Гарик, или, как его чаще называют, Игорь Степанович дослужился теперь до начальника службы техобслуживания предприятия – надо же как‑то зарабатывать деньги, а халтурить в покойницких квартирах ему запретила жена. Ревнивая она у него, как все рыжие.

 

Так родился рассказ

 

– Не хочу, – говорю я в десятый, кажется, раз за сегодня.

Мы с Бертой сидим у реки – ну это так говорится, что у реки, чтобы звучало романтичнее, хотя на самом деле мы сидим у стоков за гаражами, в которые сливают со всего города всякую дрянь, и, узнай Бертины родители, куда забурилась их кровиночка, они, конечно, сошли бы с ума. По счастью, мне не так повезло с родителями, как Берте, и никто, в том числе я сама, не боится, когда я таскаюсь по таким вот злачным мечтам. Убьют – мне же лучше. Изнасилуют – им же хуже.

– Не хочу, – говорю я в одиннадцатый раз. – У меня и так половина рассказов про то, как кого‑нибудь бросили или собираются. А я, может, про космос хочу писать. Или про покорение Сибири.

– Таланта не хватит, – заявляет Берта.

Мы с ней придерживаемся той теории, что лучшие подруги всегда должны говорить друг другу правду. Это пусть лицемерные фифочки всякие пищат таким же лицемерным фифочкам на ухо «за‑а‑айка», про себя думая «су‑у‑ука». Мы с Бертой выше всего этого. Следовательно, Берта никогда в жизни не скажет мне, что комиссии Букера и Нобелевки вот‑вот подерутся, не придя к консенсусу, на что меня номинировать в первую очередь, а я даже под дулом пистолета откажусь писать под Бертиной авой «красотка».

– Ну пожалуйста, – Берта таращит без того круглые глаза, наивно полагая, что я сочту это милым.

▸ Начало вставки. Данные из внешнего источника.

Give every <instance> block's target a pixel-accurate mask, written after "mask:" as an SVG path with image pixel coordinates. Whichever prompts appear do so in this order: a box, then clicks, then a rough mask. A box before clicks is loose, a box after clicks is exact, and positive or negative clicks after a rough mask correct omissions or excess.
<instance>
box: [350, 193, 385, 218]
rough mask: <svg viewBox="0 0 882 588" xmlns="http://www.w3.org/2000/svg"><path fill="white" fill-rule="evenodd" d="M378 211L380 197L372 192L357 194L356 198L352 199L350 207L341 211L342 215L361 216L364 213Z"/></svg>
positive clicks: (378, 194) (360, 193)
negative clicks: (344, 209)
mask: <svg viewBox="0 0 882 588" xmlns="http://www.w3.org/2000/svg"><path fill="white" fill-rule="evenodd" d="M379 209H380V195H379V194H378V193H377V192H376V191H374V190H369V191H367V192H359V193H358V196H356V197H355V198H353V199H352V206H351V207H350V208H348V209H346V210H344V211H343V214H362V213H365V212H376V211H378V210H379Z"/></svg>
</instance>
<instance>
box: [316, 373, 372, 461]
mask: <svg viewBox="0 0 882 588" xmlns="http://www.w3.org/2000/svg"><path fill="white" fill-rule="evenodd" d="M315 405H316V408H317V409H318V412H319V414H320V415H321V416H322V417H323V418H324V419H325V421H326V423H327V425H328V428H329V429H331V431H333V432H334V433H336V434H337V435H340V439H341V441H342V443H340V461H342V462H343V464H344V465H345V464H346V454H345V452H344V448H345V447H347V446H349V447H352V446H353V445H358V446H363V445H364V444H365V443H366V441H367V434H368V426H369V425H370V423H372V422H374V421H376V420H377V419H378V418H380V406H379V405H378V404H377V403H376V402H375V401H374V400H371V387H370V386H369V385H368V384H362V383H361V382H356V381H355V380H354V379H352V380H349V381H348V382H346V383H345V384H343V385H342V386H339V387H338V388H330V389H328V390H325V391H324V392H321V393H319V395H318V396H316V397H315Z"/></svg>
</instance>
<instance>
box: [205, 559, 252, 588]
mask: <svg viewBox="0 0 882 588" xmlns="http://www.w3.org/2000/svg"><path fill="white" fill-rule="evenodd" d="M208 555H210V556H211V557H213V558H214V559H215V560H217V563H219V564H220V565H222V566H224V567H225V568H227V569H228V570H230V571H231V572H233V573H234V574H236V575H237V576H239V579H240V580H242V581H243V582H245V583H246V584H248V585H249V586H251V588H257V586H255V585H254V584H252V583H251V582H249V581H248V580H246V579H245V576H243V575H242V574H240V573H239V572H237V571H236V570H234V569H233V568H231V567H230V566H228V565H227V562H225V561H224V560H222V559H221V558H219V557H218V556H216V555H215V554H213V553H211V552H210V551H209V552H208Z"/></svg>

– Уж лучше я вообще ничего писать не буду, – говорю я, – чем сопливые рассказики про тебя и твоего мундиаля.

– Ну и не поступишь в Лит, – Берта бьёт по больному.

Лит – это Литинститут. Поступить туда я мечтаю с тех пор, как узнала, что там бесплатная столовая. Правда, мне не особенно есть что представить на конкурс. Но это не повод опускаться до рассказов про Берту.

– На переводчика поступлю, – бурчу я, не особенно веря в искренность своих слов. В Лите есть переводфак. Мне он не светит, но он там есть.

– У тебя по английскому тройка, – учтиво напоминает Берта.

У меня много по какому тройка. У Берты – серебряная медаль, подвёл русский. И если вы думаете, что это не повод с моей стороны над ней глумиться, вы ничего не знаете о настоящей женской дружбе.

Я думаю, что бы такого ответить, но из выпуклого Бертиного глаза внезапно вытекает огромная слезища.

– Вот тут мы целовались, – говорит она, указывая за гаражи, по другую сторону которых начинается городская свалка.

– Круто, – отвечаю я. – Щас умру от зависти.

– Схороним, – обещает Берта, утерев слезищу бумажным носовым платочком. Рукавом ни за что не станет, это же Берта.

– А вот тут мы… – она указывает в направлении каких‑то чахлых кустов, но что они там делали, узнать мне не суждено, потому что Берта, зажав рот рукой, пулей несётся в эти самые кусты.

Выходит вся красная. Принцесса, блин. Блевать, понимаете, ниже её достоинства, а целоваться около помойки – в самый раз.

– Тебя саму уже тошнит от твоих удивительных историй, – замечаю я.

– Да нет, – шепчет Берта и заливается краской ещё гуще. – Просто тут… пахнет.

– Ну и какого же неприличного слова ты меня сюда притащила? – интересуюсь я.